Soon after joining the Al Thiqah Club for Handicapped in Sharjah for rehabilitation, Thuraya watched a number of sportswomen receive awards and recognition for their sporting achievements. This, she says, triggered nostalgia for her days in college when she excelled in handball, volleyball, basketball and running.
While Thuraya did not compete in those days due to her decision to start a family, her passion for playing never left her. One year after her stroke, at the recommendation of the Al Thiqah Club, she turned her hand to javelin, discus and shot-put, and started competing in regional competitions.
Thuraya’s sporting prowess had by no means waned, and in 2008 she became the first female Emirati athlete to participate in the Paralympics, the first time the UAE had allowed a woman to represent the country at the Paralympic Games. She followed that up with gold medals in javelin and shot-put at the 2010 Asian Games in Guangzhou.

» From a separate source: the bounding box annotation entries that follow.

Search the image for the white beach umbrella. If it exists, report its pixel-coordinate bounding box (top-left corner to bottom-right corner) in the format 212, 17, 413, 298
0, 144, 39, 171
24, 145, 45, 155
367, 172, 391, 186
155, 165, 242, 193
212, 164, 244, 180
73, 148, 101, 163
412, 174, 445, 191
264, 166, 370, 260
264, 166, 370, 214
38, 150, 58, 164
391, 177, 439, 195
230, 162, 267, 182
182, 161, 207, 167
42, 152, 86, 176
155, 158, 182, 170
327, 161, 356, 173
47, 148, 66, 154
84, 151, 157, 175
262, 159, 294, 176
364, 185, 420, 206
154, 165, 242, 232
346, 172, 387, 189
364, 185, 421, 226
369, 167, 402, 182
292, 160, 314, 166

What makes a successful sportswoman? “Confidence, hope and determination,” says Thuraya. “The beginning was tough. I went through a harsh period where I stayed at home motionless all the time. But I gradually regained my self-confidence and acclimatised myself to my new life.”
When Thuraya returned to sport following her stroke, she was just one of three women with disabilities competing in sport. That number has since increased to about 15 and the gold medalist is delighted.
“The UAE exerts tremendous effort in strengthening the role and participation of women in all sporting fields,” says the Paralympian.
“With the encouragement from our wise leadership, the opportunities available for the next generation are undoubtedly bigger and wider. Anyone who works hard will reach their goal.”
What next for Thuraya Al Zaabi, an ardent supporter of her country and the people in it? “For me, I hope to compete in more games in the future.”
Extract from the book The UAE’s Inspiring Women – Emaratiyah put together by the Federal Competitiveness and Statistics Authority (FCSA) to celebrate Emirati Women’s Day this year. The book was published in association with Motivate.